O Conselho Regional de Enfermagem da Paraíba (Coren-PB) decidiu manter a interdição ética das atividades de enfermagem na Unidade de Terapia Intensiva 2 (UTI 2) e no Posto de Enfermagem 2 do Hospital Municipal Pedro I, em Campina Grande. A decisão foi tomada após uma nova inspeção constatar que as irregularidades que motivaram a medida ainda não foram totalmente corrigidas.
A avaliação foi realizada na última terça-feira (7) por uma Comissão de Sindicância, designada para analisar o pedido de desinterdição apresentado pela direção da unidade hospitalar. Apesar de a gestão informar que realizou adequações estruturais e organizacionais, o Coren-PB concluiu que ainda existem problemas que comprometem a segurança dos pacientes, dos profissionais de enfermagem e a qualidade da assistência prestada.
Durante a vistoria, a comissão identificou tubulações e drenos do sistema de climatização expostos nos banheiros das enfermarias, ausência de tomadas elétricas nas cabeceiras dos leitos, proximidade inadequada entre a rede elétrica e a rede de gases medicinais, além da circulação de trabalhadores e materiais de construção em áreas assistenciais sem isolamento físico.
Também foram constatados acúmulo de resíduos provenientes das obras em áreas de circulação e a ausência de chuveiros elétricos nos banheiros destinados aos pacientes.
Segundo o relatório técnico, as inconformidades descumprem normas da Agência Nacional de Vigilância Sanitária (Anvisa), do Programa Nacional de Segurança do Paciente, da Lei do Exercício Profissional da Enfermagem e de resoluções do Conselho Federal de Enfermagem (Cofen), por representarem riscos à assistência e ao exercício profissional.
O presidente do Coren-PB, Thiago Roniere, afirmou que a manutenção da interdição tem como objetivo garantir condições adequadas para o atendimento. “O Coren-PB atua para garantir que a assistência de enfermagem seja prestada em condições seguras.
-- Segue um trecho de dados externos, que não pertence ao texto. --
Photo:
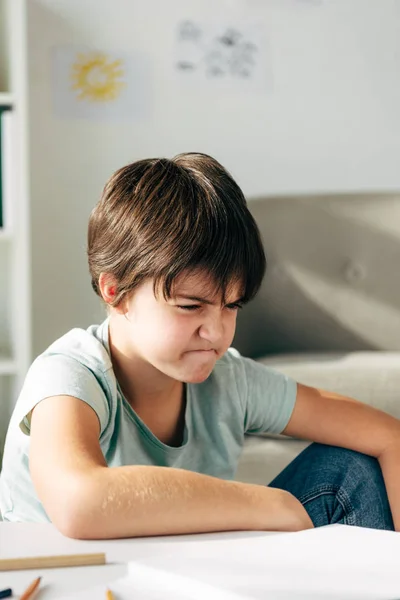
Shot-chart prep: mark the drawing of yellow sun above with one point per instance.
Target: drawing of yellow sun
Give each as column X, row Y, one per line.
column 96, row 78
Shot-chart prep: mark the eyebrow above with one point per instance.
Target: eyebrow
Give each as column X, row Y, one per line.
column 204, row 300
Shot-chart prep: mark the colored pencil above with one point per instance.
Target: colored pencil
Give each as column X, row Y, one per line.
column 50, row 562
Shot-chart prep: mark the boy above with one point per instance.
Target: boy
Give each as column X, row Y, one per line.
column 135, row 427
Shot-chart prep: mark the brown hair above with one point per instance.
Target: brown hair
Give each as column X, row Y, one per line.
column 158, row 218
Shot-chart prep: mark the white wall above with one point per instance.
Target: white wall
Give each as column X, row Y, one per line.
column 330, row 123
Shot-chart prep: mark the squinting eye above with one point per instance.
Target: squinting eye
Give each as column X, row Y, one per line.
column 234, row 306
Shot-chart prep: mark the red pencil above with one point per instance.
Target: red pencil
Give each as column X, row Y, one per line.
column 30, row 589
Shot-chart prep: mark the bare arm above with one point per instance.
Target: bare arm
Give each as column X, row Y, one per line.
column 86, row 499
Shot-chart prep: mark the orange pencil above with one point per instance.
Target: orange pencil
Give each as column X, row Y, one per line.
column 30, row 589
A interdição ética é uma medida de proteção ao paciente e aos profissionais, e somente será revista quando todas as inconformidades forem efetivamente corrigidas e comprovadas em nova inspeção”, destacou.
A interdição ética parcial foi aplicada em novembro de 2025, após fiscalizações apontarem graves falhas estruturais e assistenciais nos setores do Centro de Material e Esterilização (CME), da UTI 2 e do Posto de Enfermagem 2. Na ocasião, foram identificados problemas relacionados ao processamento de materiais, controle de infecção e condições inadequadas para a prestação da assistência.
Com base no resultado da nova vistoria, a Comissão de Sindicância recomendou o indeferimento do pedido de desinterdição ética, mantendo a medida até que todas as irregularidades sejam corrigidas e comprovadas em uma nova avaliação técnica.